Faster SHA-256 ASICs using carry reduced adders

The core part of Bitcoin mining is performing a double SHA-256 hash digest and comparing the result against the target. Two years ago, in 2013, the first Bitcoin ASIC miners appeared on the market. Since then, mining ASIC technology advanced both in terms of the manufacturing technology (the node) and in terms of design, to achieve greater hashing rates, lower power consumption and lower cost. ASIC miners are now being designed and manufactured for the 16 nm CMOS semiconductor device fabrication process. However not much is known about the design optimizations and trade-offs each company has applied to the design in order to be competitive. That information is probably confidential. For the all of us not directly employed in the Bitcoin ASIC industry I found these three papers that may serve as starting points of a SHA-256 ASIC design. These papers propose several optimization techniques such as pipelining, delay balancing, loop unrolling, the use of Carry-Save adders (CSA), Carry-Lookahead Adders (CLA), and Hierarchical CLA. Nevertheless, is seems that there after 2 years of advances there is little room to improve Bitcoin ASIC designs and so the industry will reach the same limits as state-of-the-art microprocessor manufacturing and further improvements will rely solely on Moore’s law. But this is false. Maybe the majority of the Bitcoin mining industry is making the false assumption that Bitcoin mining relates to computing a cryptographic hash function of a message. Cryptography is based on number theory, where there is no room for computing errors. In many cryptographic schemes, such as in digital signatures, hardware faults that end up with the generation of incorrect signatures may fully compromise the security of the private keys. There are several attack techniques that exploit this extreme reliance of cryptography on accurate computing in order to steal secrets. Standard public key cryptography is also based on number theory, and so there is little room for mathematical approximations, nor tolerance for faults in computation. But Bitcoin mining is a trial and error procedure: computations that do not lead to a block solution are discarded. Once a block solution is found, the solution is generally verified by software, firmware or hardware to check its correctness, so a small failure rate in the hardware does not lead to any catastrophic money loss. Hardware failures, at controlled rates, does not pose any risk to mining.

When approximation works

Because of the confusion and diffusion properties of the SHA-256 hash function, the intermediate values, the SHA-256 state, tend to behave as a uniform random variable: algebraic relations within the inputs are destroyed and statistical bias is reduced after each SHA-256 round. Because of this, an approximate adder that deterministically fails on some simple additions (such as 0xFFFFFFFF+1) does not pose any particular risk.

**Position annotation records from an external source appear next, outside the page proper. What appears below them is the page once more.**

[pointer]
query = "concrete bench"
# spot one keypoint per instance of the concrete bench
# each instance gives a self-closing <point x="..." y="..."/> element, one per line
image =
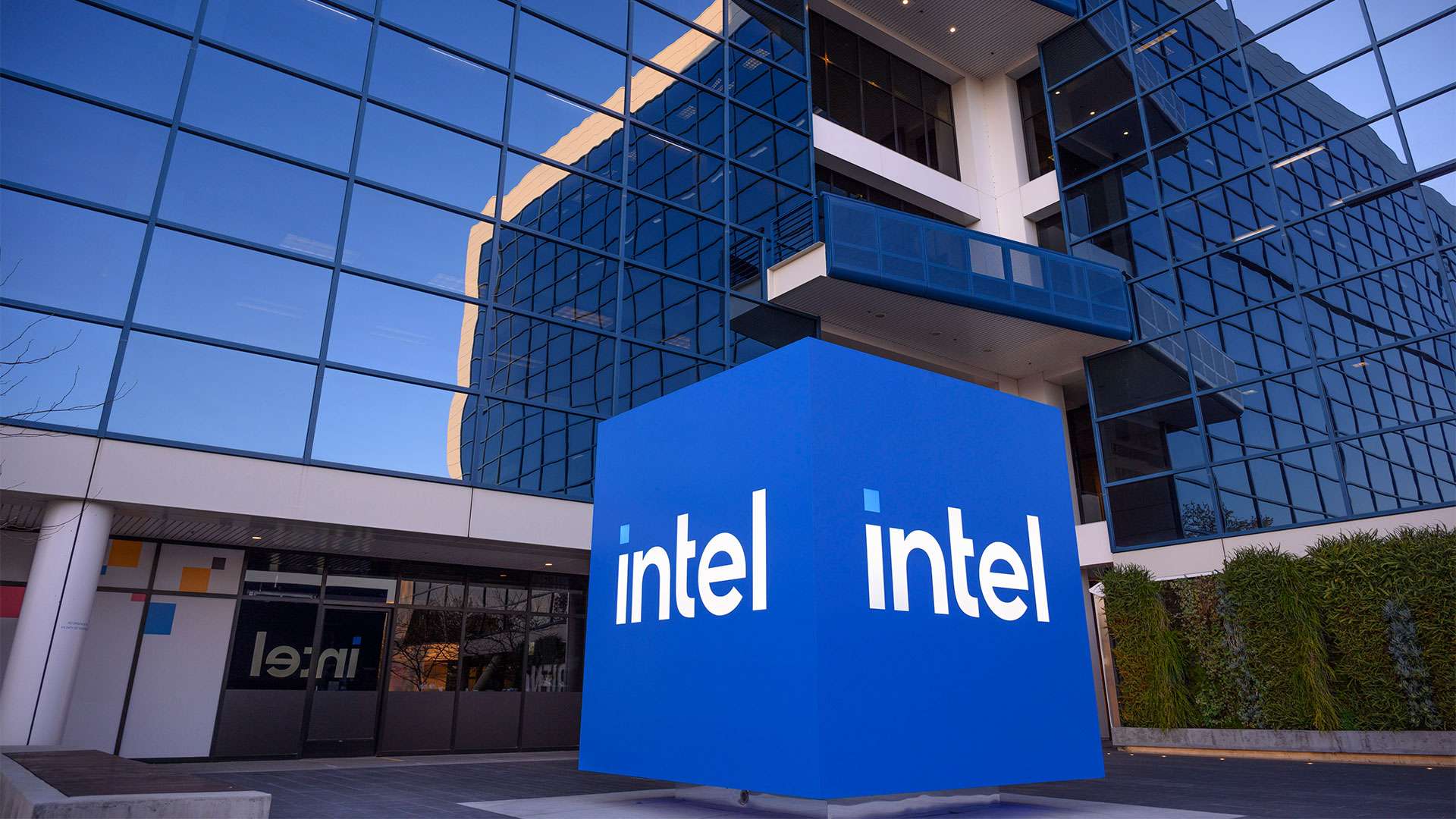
<point x="67" y="783"/>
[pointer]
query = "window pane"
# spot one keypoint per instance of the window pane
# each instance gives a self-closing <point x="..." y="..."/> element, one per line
<point x="425" y="651"/>
<point x="528" y="447"/>
<point x="392" y="328"/>
<point x="419" y="158"/>
<point x="566" y="61"/>
<point x="67" y="257"/>
<point x="1408" y="60"/>
<point x="491" y="651"/>
<point x="435" y="82"/>
<point x="253" y="197"/>
<point x="557" y="280"/>
<point x="61" y="371"/>
<point x="93" y="52"/>
<point x="548" y="362"/>
<point x="268" y="108"/>
<point x="677" y="172"/>
<point x="79" y="149"/>
<point x="416" y="242"/>
<point x="674" y="240"/>
<point x="199" y="394"/>
<point x="395" y="426"/>
<point x="679" y="108"/>
<point x="673" y="312"/>
<point x="565" y="131"/>
<point x="478" y="28"/>
<point x="561" y="203"/>
<point x="213" y="289"/>
<point x="309" y="37"/>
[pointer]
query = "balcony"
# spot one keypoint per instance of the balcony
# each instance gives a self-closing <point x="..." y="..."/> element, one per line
<point x="954" y="293"/>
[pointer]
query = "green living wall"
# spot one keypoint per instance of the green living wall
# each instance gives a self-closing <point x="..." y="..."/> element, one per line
<point x="1357" y="634"/>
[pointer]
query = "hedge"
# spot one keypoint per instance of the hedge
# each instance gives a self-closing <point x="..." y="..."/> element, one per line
<point x="1357" y="634"/>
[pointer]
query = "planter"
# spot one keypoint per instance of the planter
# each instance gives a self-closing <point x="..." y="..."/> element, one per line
<point x="1365" y="744"/>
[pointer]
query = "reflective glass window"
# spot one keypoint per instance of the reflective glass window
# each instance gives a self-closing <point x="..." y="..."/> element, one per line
<point x="416" y="242"/>
<point x="67" y="257"/>
<point x="1318" y="38"/>
<point x="95" y="52"/>
<point x="770" y="89"/>
<point x="476" y="28"/>
<point x="408" y="153"/>
<point x="1410" y="61"/>
<point x="604" y="19"/>
<point x="1152" y="441"/>
<point x="674" y="240"/>
<point x="72" y="148"/>
<point x="557" y="280"/>
<point x="253" y="197"/>
<point x="769" y="148"/>
<point x="1090" y="93"/>
<point x="1427" y="130"/>
<point x="549" y="362"/>
<point x="677" y="172"/>
<point x="1163" y="509"/>
<point x="564" y="205"/>
<point x="647" y="372"/>
<point x="425" y="651"/>
<point x="312" y="37"/>
<point x="268" y="108"/>
<point x="212" y="289"/>
<point x="677" y="108"/>
<point x="566" y="131"/>
<point x="437" y="83"/>
<point x="536" y="449"/>
<point x="397" y="426"/>
<point x="207" y="395"/>
<point x="571" y="63"/>
<point x="1279" y="491"/>
<point x="392" y="328"/>
<point x="61" y="369"/>
<point x="1389" y="18"/>
<point x="1264" y="416"/>
<point x="1401" y="469"/>
<point x="491" y="653"/>
<point x="672" y="312"/>
<point x="755" y="328"/>
<point x="766" y="34"/>
<point x="1386" y="388"/>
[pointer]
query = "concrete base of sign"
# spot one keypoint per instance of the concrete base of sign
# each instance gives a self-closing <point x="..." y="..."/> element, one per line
<point x="27" y="796"/>
<point x="856" y="808"/>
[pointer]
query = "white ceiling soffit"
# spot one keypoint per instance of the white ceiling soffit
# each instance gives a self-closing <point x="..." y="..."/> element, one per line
<point x="992" y="37"/>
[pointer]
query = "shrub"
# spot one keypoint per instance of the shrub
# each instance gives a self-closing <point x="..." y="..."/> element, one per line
<point x="1152" y="691"/>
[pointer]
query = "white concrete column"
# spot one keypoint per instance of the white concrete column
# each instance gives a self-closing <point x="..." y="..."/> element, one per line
<point x="53" y="624"/>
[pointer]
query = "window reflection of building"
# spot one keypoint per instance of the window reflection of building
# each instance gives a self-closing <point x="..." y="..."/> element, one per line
<point x="1283" y="246"/>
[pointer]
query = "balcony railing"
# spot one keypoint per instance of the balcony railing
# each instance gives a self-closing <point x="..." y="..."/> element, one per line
<point x="886" y="248"/>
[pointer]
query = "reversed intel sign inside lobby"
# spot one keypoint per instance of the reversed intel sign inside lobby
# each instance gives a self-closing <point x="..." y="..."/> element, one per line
<point x="826" y="575"/>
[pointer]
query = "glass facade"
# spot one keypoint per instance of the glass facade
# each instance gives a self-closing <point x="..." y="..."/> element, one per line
<point x="881" y="96"/>
<point x="424" y="238"/>
<point x="1276" y="180"/>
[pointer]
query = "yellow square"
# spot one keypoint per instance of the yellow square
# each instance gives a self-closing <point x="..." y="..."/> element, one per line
<point x="124" y="554"/>
<point x="194" y="579"/>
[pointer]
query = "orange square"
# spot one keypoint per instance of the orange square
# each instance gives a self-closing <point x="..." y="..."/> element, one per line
<point x="194" y="579"/>
<point x="124" y="554"/>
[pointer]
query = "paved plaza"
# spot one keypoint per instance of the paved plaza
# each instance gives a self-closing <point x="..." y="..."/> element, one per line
<point x="548" y="786"/>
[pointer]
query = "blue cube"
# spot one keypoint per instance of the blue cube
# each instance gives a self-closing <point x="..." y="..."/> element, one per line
<point x="827" y="575"/>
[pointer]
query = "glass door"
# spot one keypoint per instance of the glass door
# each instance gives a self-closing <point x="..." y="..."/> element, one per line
<point x="344" y="687"/>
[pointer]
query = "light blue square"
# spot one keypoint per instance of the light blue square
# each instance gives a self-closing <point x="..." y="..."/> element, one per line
<point x="871" y="500"/>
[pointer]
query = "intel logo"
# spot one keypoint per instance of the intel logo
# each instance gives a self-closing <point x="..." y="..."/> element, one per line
<point x="1002" y="576"/>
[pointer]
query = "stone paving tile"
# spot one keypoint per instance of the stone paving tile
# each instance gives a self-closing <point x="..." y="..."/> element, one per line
<point x="1247" y="787"/>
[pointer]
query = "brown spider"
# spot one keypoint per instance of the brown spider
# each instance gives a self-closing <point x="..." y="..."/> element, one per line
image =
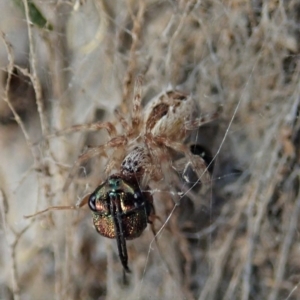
<point x="144" y="154"/>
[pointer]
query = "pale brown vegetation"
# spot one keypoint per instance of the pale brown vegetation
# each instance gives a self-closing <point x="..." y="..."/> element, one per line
<point x="238" y="238"/>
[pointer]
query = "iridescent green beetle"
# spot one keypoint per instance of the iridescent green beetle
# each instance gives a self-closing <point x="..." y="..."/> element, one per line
<point x="121" y="211"/>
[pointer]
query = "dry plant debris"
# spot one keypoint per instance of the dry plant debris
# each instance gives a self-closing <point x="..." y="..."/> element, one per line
<point x="234" y="236"/>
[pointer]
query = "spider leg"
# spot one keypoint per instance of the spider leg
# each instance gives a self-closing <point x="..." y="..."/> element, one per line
<point x="92" y="152"/>
<point x="137" y="99"/>
<point x="196" y="123"/>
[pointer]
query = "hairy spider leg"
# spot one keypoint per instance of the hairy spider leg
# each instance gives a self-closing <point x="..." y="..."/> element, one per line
<point x="83" y="202"/>
<point x="92" y="152"/>
<point x="137" y="99"/>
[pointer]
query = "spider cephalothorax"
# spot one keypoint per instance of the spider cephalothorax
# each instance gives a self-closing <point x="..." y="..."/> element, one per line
<point x="143" y="154"/>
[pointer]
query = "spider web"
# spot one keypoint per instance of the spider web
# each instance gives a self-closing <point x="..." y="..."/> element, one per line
<point x="239" y="240"/>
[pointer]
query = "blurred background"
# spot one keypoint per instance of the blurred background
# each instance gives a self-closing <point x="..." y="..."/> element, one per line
<point x="74" y="62"/>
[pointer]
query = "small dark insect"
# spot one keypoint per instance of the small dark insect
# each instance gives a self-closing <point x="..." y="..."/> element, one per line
<point x="136" y="159"/>
<point x="120" y="211"/>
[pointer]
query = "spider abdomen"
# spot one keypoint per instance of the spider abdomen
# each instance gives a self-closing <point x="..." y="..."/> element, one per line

In computing, higher hardware failures are a trade-off for lower power consumption, higher clock rate, a reduced number of logic gates in circuits or shorter critical delays in circuits. In SHA-256 miners, the most components that consume the higher area are adders, often implemented as CLAs to reduce the critical propagation delay. Also the number of additions performed is low compared with the number of additions required in mining scrypt based cryptocurrencies like Litecoin. A canonical SHA-256 round design, as proposed by Dadda et al. would use 3 CLAs (and 8 CSA) in each round, so a full double SHA-256 core would perform 384 CLA additions. What if we replace each adder by an approximate adder, allowing a controlled failure rate, so that the total probability of failure is still kept small?
A candidate that stands out for approximation for which we can control the failure rate is the carry propagation. We can gain some performance exploiting the facts that a high percentage of die area is required by addition circuits and low number of additions are actually performed so the cumulative error probability can be kept small.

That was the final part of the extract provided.